[BUG] Windows 3006.10 minions time out with an error in minion.py and no longer communicate with the master 3006.10 (multimaster) after upgrade from 3005-1.2 with multiprocessing: True in minion config
Description 3006.10 minions time out with an error in minion.py and no longer communicate with the master 3006.10.
Windows Server 2019 Windows Server 2016 Standard Windows Server 2022
Please be as specific as possible and give set-up details.

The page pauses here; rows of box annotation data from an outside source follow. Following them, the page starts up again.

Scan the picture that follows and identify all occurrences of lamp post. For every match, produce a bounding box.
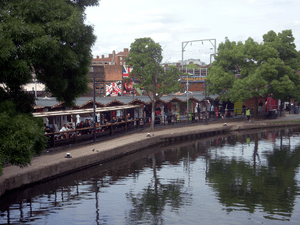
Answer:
[204,77,207,124]
[32,73,37,105]
[93,77,96,143]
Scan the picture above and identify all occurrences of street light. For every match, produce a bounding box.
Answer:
[32,73,37,105]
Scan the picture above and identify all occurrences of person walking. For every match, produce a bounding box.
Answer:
[246,107,251,121]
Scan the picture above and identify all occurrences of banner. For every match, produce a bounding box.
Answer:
[106,81,122,97]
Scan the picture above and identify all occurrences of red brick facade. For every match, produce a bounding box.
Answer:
[92,48,129,65]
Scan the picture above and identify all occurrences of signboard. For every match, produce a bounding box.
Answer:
[180,76,206,83]
[123,65,132,77]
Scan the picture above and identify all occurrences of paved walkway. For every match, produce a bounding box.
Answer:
[0,114,300,196]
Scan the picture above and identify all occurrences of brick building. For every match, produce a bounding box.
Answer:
[82,48,129,97]
[92,48,130,65]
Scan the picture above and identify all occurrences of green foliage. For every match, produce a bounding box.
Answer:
[185,63,198,69]
[0,0,98,106]
[206,30,300,111]
[0,0,99,175]
[0,101,46,174]
[126,38,183,129]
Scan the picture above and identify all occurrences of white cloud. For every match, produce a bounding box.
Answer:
[86,0,300,61]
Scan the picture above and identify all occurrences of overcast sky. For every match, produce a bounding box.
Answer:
[86,0,300,63]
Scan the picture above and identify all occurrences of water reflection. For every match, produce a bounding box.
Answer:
[0,129,300,224]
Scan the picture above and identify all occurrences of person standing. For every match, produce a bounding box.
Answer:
[258,101,264,114]
[246,107,251,121]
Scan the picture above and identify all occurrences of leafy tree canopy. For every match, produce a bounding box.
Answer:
[185,63,198,69]
[0,0,98,106]
[126,38,183,129]
[207,30,300,113]
[0,101,46,175]
[0,0,99,174]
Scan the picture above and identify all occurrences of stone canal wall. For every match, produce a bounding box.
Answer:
[0,121,300,196]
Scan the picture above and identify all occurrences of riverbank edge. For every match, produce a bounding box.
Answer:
[0,120,300,198]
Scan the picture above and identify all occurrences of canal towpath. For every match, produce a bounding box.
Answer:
[0,114,300,196]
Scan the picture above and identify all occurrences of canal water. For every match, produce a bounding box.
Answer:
[0,129,300,225]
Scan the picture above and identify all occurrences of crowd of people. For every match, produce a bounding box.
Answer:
[44,113,134,139]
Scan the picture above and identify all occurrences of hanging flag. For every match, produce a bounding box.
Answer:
[123,65,132,77]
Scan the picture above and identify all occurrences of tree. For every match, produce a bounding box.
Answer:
[207,32,299,116]
[0,0,98,106]
[263,30,300,104]
[0,0,99,174]
[126,38,183,130]
[0,101,46,175]
[185,63,198,69]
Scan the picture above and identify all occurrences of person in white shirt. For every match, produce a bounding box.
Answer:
[59,124,69,138]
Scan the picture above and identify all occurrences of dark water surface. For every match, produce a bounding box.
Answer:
[0,129,300,225]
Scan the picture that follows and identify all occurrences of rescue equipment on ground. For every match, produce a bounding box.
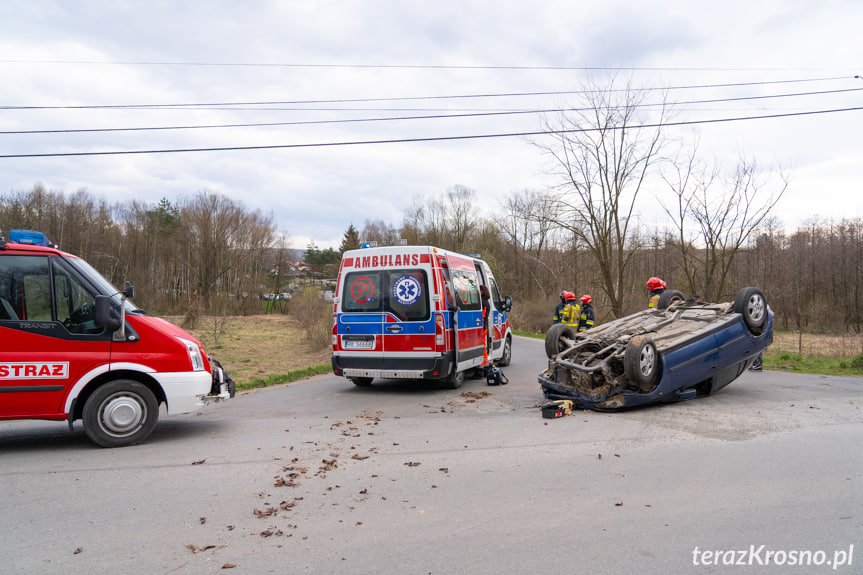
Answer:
[485,365,509,385]
[542,399,572,419]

- on-prem machine - vmware VM
- cloud machine, AWS
Steps to Reproduce the behavior upgrade to salt from 3005.1-2 to 3006.10
2025-04-13 13:02:06,101 [salt.utils.process:1004][ERROR ][2880] An un-handled exception from the multiprocessing process 'ProcessPayload(jid=20250413170104743058)' was caught:
Traceback (most recent call last):
File "C:\Program Files\Salt Project\Salt\Lib\site-packages\salt\utils\process.py", line 999, in wrapped_run_func
return run_func()
File "C:\Program Files\Salt Project\Salt\Lib\multiprocessing\process.py", line 108, in run
self._target(*self._args, **self._kwargs)

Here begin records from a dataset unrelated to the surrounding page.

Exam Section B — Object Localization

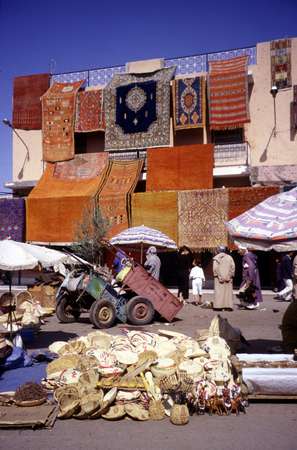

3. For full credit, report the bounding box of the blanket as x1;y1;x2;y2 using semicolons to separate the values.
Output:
131;191;177;242
12;73;50;130
0;197;26;242
42;81;84;162
178;188;228;251
172;77;205;130
104;67;175;151
146;144;214;191
208;56;250;130
27;153;107;242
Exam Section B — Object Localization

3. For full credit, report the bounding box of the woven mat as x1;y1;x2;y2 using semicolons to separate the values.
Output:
99;159;143;237
42;81;84;162
75;89;105;133
104;67;175;151
12;73;50;130
0;198;26;242
131;191;177;242
146;144;214;191
270;39;292;89
178;189;228;250
228;186;279;220
172;77;205;130
27;154;107;242
208;56;250;130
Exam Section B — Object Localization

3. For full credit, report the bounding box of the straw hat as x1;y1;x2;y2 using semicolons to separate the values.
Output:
46;355;79;378
58;392;79;419
101;405;126;420
125;403;150;421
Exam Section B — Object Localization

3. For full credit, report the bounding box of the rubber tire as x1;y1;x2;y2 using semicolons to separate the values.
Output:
90;299;117;328
127;296;155;325
56;294;80;323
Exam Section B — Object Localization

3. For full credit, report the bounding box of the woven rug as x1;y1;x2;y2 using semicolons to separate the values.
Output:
146;144;214;191
27;158;107;242
12;73;50;130
99;159;143;237
270;39;292;89
104;67;175;151
208;56;250;130
75;89;105;133
0;198;26;242
54;152;108;180
178;189;228;250
131;191;177;242
291;85;297;133
228;186;279;220
172;77;205;130
42;81;84;162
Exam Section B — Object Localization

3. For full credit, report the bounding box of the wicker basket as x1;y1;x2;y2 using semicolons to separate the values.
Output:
170;403;190;425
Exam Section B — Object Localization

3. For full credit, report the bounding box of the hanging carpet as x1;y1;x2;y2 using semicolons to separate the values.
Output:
172;77;205;130
75;89;105;133
270;39;292;89
104;67;175;151
178;189;228;250
146;144;214;191
27;153;108;242
99;159;143;237
208;56;250;130
131;191;177;242
42;81;84;162
0;198;26;242
12;73;50;130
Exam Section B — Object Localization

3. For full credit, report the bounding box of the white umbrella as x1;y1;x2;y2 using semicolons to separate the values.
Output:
110;225;177;262
0;239;77;271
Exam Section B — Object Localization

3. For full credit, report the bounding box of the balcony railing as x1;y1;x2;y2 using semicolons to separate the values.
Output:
214;142;249;167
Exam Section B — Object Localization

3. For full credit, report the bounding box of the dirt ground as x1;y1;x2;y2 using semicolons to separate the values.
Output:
0;294;297;450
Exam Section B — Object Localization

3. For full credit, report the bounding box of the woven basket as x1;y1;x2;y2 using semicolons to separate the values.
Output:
170;404;190;425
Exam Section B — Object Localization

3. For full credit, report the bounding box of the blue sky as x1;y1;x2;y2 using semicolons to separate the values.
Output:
0;0;297;191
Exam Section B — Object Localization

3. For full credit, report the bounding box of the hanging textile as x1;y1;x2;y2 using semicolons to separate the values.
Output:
75;89;105;133
172;77;205;130
99;159;143;237
42;81;84;162
131;191;178;242
104;67;175;151
12;73;50;130
208;56;250;130
27;152;108;242
146;144;214;191
178;189;228;250
0;198;26;242
270;39;292;89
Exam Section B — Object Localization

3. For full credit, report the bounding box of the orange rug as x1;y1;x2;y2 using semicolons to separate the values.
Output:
146;144;214;191
208;56;250;130
41;81;84;162
131;191;177;242
99;159;143;238
27;153;107;242
178;189;228;250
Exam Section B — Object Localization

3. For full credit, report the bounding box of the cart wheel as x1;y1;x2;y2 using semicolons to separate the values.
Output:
56;294;80;323
127;296;155;325
90;300;116;328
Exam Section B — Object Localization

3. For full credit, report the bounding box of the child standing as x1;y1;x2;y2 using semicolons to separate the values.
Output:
190;259;205;305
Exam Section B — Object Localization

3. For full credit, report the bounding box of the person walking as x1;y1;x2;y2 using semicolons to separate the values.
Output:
238;246;263;309
213;245;235;311
189;259;205;305
144;246;161;280
177;245;193;300
275;252;293;302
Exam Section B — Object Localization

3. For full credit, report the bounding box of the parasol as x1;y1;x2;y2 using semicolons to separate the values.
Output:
110;225;177;263
226;188;297;251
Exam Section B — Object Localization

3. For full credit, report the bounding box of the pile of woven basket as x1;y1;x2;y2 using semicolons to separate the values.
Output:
43;330;246;425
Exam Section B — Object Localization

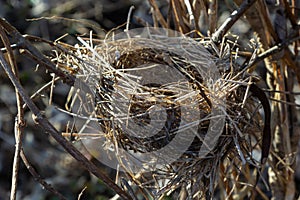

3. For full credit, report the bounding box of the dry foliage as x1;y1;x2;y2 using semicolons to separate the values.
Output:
0;0;300;199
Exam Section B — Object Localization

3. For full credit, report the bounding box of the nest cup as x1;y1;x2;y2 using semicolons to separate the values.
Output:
64;28;263;198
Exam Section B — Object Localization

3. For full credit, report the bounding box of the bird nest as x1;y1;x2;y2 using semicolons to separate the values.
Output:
56;28;269;198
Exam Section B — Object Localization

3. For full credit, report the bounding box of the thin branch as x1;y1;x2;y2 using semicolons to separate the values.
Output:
0;32;131;199
0;22;24;200
21;149;67;200
212;0;256;43
0;18;75;85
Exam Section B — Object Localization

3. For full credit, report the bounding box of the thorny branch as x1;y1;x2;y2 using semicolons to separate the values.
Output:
0;19;131;199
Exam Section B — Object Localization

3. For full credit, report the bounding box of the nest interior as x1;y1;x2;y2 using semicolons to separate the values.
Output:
57;28;268;198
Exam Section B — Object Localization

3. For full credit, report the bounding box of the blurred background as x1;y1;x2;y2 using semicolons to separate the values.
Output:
0;0;300;200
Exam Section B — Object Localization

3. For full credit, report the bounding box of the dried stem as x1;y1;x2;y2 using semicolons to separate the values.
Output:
0;19;131;199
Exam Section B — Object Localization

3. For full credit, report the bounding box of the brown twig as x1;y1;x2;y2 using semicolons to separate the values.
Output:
212;0;256;43
0;22;24;200
0;18;75;85
0;19;131;199
20;149;67;200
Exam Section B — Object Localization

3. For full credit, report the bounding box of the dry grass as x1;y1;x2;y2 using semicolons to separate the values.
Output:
1;0;300;199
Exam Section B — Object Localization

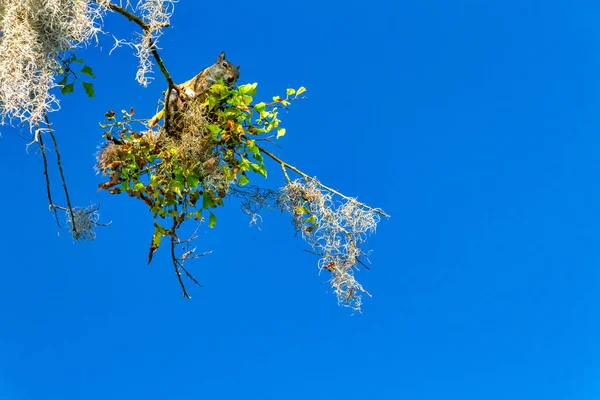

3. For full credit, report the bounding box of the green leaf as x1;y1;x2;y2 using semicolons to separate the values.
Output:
58;75;67;86
240;175;250;186
202;192;213;209
60;83;75;94
186;175;200;189
208;124;221;135
79;65;96;79
254;101;267;113
81;82;94;99
171;180;183;194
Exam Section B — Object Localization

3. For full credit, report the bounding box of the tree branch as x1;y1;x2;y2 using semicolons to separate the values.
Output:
256;145;390;218
37;129;60;228
44;113;77;233
108;2;179;89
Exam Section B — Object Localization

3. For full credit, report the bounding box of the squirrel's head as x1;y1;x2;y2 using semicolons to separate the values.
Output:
216;51;240;86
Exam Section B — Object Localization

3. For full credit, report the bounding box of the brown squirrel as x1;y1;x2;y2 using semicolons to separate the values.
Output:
148;51;240;127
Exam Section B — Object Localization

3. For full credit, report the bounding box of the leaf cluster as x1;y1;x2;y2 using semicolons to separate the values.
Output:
98;82;305;259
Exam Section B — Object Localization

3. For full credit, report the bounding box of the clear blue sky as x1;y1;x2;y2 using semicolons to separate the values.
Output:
0;0;600;400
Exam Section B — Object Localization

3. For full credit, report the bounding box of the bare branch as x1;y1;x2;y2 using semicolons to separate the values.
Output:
256;145;390;218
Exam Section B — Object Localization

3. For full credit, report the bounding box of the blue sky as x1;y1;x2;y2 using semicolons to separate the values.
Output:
0;0;600;400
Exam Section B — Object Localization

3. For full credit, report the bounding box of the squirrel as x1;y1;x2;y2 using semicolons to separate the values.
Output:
148;51;240;127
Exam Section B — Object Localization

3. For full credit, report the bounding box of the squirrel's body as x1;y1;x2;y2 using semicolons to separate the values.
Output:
148;52;240;127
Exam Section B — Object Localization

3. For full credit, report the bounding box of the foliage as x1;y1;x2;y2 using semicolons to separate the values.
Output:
0;0;387;311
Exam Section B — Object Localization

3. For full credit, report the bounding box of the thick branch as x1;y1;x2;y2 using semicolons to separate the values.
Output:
256;145;390;218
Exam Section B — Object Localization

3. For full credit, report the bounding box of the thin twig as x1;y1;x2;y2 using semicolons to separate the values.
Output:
256;145;390;218
38;129;60;228
44;113;77;233
171;235;191;299
108;2;179;89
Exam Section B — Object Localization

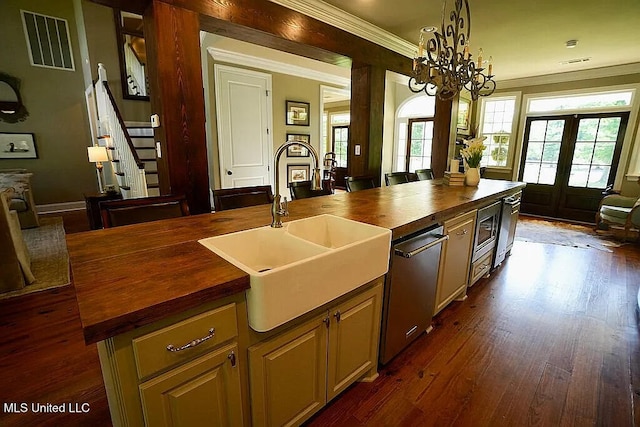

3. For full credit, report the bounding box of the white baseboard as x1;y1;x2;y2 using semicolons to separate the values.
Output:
36;201;86;213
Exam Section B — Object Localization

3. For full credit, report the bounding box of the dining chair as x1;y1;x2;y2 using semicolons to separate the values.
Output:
416;169;433;181
213;185;273;212
345;176;376;193
99;195;189;228
289;180;333;200
384;172;418;185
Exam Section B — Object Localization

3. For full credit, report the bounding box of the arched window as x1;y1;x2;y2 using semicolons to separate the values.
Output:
393;94;436;172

File "C:\Program Files\Salt Project\Salt\Lib\site-packages\salt\minion.py", line 1927, in _target
run_func(minion_instance, opts, data)
File "C:\Program Files\Salt Project\Salt\Lib\site-packages\salt\minion.py", line 1921, in run_func
return Minion._thread_return(minion_instance, opts, data)
File "C:\Program Files\Salt Project\Salt\Lib\site-packages\salt\minion.py", line 2157, in _thread_return
minion_instance._return_pub(ret)
File "C:\Program Files\Salt Project\Salt\Lib\site-packages\salt\minion.py", line 2385, in _return_pub
ret_val = self._send_req_sync(load, timeout=timeout)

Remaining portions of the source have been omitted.